= The Last Best Place =

Unofficial nickname of Montana

The Last Best Place is an unofficial nickname for the U.S. state of Montana. The phrase's origin is disputed. The first known use is in Douglas Chadwick's book A Beast the Color of Winter, while William Kittredge is credited with popularizing it as the title of his book The Last Best Place: A Montana Anthology.
==History==
The first known use of the term was by biologist Douglas Chadwick in his book A Beast the Color of Winter. Chadwick argued against allowing hydrocarbon exploration in the Bob Marshall Wilderness, writing "I managed to envision industrializing the Bob. But I couldn't accept it. Not here. Not in the last, best place."

The term was popularized as the title of The Last Best Place: A Montana Anthology, written by William Kittredge and Annick Smith and published in 1990. Kittredge claims to have created the phrase independently, while Chadwick claims that Kittredge's use of the phrase was inspired by his own. The phrase became popular among Montanans, a geographically large state with a small population and expansive undeveloped wilderness.
===Trademark controversy===
David E. Lipson, a Las Vegas businessman, bought a ranch in Greenough, and built a resort. Lipson attempted to trademark the term "The Last Best Place" to market his resort, as well as his other businesses. This attempt was met with widespread outrage from Montanans, including Governor Brian Schweitzer and Senator Max Baucus, as well as Kittredge, the original coiner of the term.

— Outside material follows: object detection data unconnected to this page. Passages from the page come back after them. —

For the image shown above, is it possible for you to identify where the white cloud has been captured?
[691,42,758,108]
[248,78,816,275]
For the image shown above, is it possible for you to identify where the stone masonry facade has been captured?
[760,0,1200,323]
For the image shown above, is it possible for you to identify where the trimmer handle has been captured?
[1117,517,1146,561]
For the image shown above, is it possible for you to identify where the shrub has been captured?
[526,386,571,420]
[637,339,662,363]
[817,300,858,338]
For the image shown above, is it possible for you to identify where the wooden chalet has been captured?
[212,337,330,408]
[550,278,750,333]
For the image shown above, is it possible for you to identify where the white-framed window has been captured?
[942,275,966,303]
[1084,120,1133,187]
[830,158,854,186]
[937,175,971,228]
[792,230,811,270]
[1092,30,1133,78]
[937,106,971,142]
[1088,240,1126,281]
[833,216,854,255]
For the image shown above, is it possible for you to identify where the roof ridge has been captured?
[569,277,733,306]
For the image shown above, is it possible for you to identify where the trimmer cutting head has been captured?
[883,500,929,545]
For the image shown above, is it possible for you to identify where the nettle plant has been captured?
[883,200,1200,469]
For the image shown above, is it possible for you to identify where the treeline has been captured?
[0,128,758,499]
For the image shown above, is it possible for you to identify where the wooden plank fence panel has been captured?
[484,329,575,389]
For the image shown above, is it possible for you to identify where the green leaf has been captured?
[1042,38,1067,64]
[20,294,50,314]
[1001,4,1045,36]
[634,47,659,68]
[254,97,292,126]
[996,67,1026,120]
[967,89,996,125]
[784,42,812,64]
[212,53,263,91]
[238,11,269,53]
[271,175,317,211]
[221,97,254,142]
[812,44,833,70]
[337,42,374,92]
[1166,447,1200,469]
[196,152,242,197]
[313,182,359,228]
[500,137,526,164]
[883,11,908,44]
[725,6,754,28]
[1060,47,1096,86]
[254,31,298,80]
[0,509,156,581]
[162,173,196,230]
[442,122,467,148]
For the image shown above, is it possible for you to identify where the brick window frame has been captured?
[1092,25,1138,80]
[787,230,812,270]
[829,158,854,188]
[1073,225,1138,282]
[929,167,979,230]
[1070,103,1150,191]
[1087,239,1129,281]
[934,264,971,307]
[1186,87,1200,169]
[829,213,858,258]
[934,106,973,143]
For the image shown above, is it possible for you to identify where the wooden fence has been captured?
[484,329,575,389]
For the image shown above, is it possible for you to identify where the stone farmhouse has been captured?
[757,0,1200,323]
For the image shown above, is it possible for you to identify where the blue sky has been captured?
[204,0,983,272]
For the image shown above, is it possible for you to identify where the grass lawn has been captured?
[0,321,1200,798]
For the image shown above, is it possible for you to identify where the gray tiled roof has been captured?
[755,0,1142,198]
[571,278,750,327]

Senator Conrad Burns introduced a bill to prevent the term from being trademarked in 2004, but Lipson won a lawsuit to overturn the law. Afterwards, Baucus introduced stronger legislation, banning the phrase from being trademarked.

==Usage==
The term is widely used as an endearing term by Montanans to refer to their state.

In 2018, Annick Smith (one of the authors of The Last Best Place: A Montana Anthology) published an article asking if Montana is "still the last best place", discussing various ways Montana has changed since 1990, as well as issues such as climate change, the opioid epidemic and the decline of Montana's "Wild West" culture.